Un duel par catharsis en Australie

J’ai eu l'occasion, dans mes derniers écrits, d’attirer l’attention sur une modalité qui, dans les sociétés sans État, caractérise de nombreux duels judiciaires individuels ou collectifs, et qui revêt un caractère d’étrangeté à nos yeux : le fait que l’affrontement ne vide pas le différend en attestant le bon droit du vainqueur, mais simplement en fournissant aux protagonistes un exutoire à leur ressentiment. Dans ce cas, le résultat n’a donc aucune conséquence sur le règlement du conflit ; seul importe l’échange de coups en lui-même – ce type de duel transpose en quelque sorte au duel judiciaire la maxime de Pierre de Coubertin, selon laquelle l’essentiel est de participer. Dans mon Justice et guerre en Australie aborigène, je rapportais le témoignage suivant à propos des duels féminins chez les Mardu du désert de l’Ouest :
D’ordinaire, une femme qui est clairement dans son tort doit incliner la tête et accepter passivement le premier coup. Elle admet ainsi sa culpabilité et donne « satisfaction » à son adversaire, quelle que soit celle des deux qui prendra le dessus dans le duel aux gourdins qui s’ensuit.
Je commentais ainsi cette information :
Le duel proprement dit est donc ici précédé d’un châtiment corporel (...). La culpabilité étant établie avant le début de la procédure et sanctionnée par le premier coup de gourdin, il va de soi que le duel ne pouvait avoir pour fonction de la déterminer.
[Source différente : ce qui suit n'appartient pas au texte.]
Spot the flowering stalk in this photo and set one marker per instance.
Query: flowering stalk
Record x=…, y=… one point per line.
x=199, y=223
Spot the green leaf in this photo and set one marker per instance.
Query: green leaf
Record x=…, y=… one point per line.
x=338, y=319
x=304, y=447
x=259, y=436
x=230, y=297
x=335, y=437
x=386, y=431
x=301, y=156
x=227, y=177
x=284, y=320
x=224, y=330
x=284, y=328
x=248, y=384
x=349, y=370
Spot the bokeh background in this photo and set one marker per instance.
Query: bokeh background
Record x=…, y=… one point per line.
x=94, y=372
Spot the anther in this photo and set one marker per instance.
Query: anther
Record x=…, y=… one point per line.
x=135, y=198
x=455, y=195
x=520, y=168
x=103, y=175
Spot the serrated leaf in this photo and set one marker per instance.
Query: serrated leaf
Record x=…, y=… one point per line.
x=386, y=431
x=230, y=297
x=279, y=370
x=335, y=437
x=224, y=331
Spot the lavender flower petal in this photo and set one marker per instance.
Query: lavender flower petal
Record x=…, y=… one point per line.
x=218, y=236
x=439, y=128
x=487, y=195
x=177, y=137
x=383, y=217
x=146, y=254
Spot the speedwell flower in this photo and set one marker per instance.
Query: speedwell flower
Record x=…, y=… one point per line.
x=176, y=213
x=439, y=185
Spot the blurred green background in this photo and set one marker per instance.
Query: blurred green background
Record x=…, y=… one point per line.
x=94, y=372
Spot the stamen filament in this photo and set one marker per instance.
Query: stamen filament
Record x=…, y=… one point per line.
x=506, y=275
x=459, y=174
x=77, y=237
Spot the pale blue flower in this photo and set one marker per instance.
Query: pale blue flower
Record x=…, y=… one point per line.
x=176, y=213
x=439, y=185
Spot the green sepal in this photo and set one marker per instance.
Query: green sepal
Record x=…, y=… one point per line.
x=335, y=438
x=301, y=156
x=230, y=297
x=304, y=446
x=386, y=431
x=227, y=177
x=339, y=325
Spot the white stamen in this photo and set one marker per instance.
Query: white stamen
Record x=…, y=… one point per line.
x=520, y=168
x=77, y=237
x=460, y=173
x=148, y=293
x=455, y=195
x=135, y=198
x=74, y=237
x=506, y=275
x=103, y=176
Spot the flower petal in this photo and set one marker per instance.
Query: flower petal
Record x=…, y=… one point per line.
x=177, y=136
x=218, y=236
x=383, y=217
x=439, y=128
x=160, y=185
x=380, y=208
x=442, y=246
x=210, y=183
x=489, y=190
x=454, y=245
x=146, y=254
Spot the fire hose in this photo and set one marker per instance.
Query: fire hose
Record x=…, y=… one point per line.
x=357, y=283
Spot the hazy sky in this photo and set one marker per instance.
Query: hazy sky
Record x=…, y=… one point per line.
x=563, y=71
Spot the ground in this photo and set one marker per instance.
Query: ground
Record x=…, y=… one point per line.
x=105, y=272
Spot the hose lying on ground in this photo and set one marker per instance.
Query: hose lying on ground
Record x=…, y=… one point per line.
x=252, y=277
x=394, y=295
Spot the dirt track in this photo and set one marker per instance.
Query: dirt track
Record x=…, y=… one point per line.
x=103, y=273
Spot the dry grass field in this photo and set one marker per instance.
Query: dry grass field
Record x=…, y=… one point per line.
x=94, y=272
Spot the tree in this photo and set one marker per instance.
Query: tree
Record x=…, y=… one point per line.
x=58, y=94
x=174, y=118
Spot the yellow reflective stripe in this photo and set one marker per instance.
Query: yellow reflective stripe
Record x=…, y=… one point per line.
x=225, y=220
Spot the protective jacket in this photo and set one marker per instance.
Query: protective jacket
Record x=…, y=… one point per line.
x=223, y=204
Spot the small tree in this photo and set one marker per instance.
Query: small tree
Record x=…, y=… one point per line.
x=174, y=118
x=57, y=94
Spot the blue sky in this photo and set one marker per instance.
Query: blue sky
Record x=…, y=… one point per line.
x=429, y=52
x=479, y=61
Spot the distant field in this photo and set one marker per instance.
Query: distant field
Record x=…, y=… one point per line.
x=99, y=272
Dès lors, il constituait avant tout un moyen de vider publiquement la querelle — à la manière, chez nous, d’une poignée de mains ou d’excuses réciproques. (p. 52)
Or je viens de découvrir un autre témoignage australien qui, tout en s’inscrivant dans une région et un contexte différents, correspond lui aussi à cette catégorie générale de duels judiciaires dont l'enjeu n'est pas la victoire, mais la catharsis. Riche en détails, il date de 1876 et émane du fameux anthropologue Alfred Howitt qui affirme avoir restitué le récit de son informateur en le rédigeant à la première personne et dans les termes les plus fidèles possibles.
Une fois, je me suis querellé avec un de mes Kurni (compatriotes). J’étais en colère et l’ai traité de barrat-dun [une lointaine traduction de cette insulte serait : « pourriture »]. Un ami me prévint qu’il s'apprêtait à me combattre. J’étais obligé de l’affronter, sauf à être appelé jeeragan [pleutre]. Plusieurs autres Kurni qui avaient un différend devaient se combattre au même moment.
Nos amis décidèrent que nous allions nous battre avec des boomerangs. Nous étions tous deux munis de tootgundy wunkun. Le marndwullan wunkun n'aurait servi à rien : il est trop léger et ne permet pas de viser correctement. Nos amis faisaient cercle autour de nous pour voir qui était le meilleur (...). C'est Daly qui lança le premier boomerang, étant donné que c'est lui qui avait été insulté. Nous lançames ensuite chacun notre tour. On peut voir les boomerangs arriver. Je les esquivai de mon mieux, ou je les déviais avec mon bouclier. Si vous les bloquez, ils brisent votre bouclier ou l’arrachent de votre bras. Un wunkun passa près de moi et alla s'enfoncer d'une dizaine de centimètres dans un eucalyptus. Une fois tous nos wunkunb lancés, nous nous rapprochâmes l'un de l'autre acec nos culluck [gourdins légèrement incurvés]. Il posa son bamarook [bouclier contre les boomerangs et les lances] et s'empara de son turnmung [bouclier contre les gourdins]. Nous avions chacun un culluck et un turnmung. Nous frappâmes et parâmes les coups comme j’ai vu les Blancs le faire avec des longs couteaux [épées]. Enfin, Billy the Bull, un de nos amis, accourut en criant : « moondanna » (c’est assez !). Alors, nous cessâmes de nous battre. Dès lors, nous étions amis. Daly me dit : « pourquoi m’as-tu appelé ainsi ? ». Je répondis : « Je suis désolé ». L’affaire était close.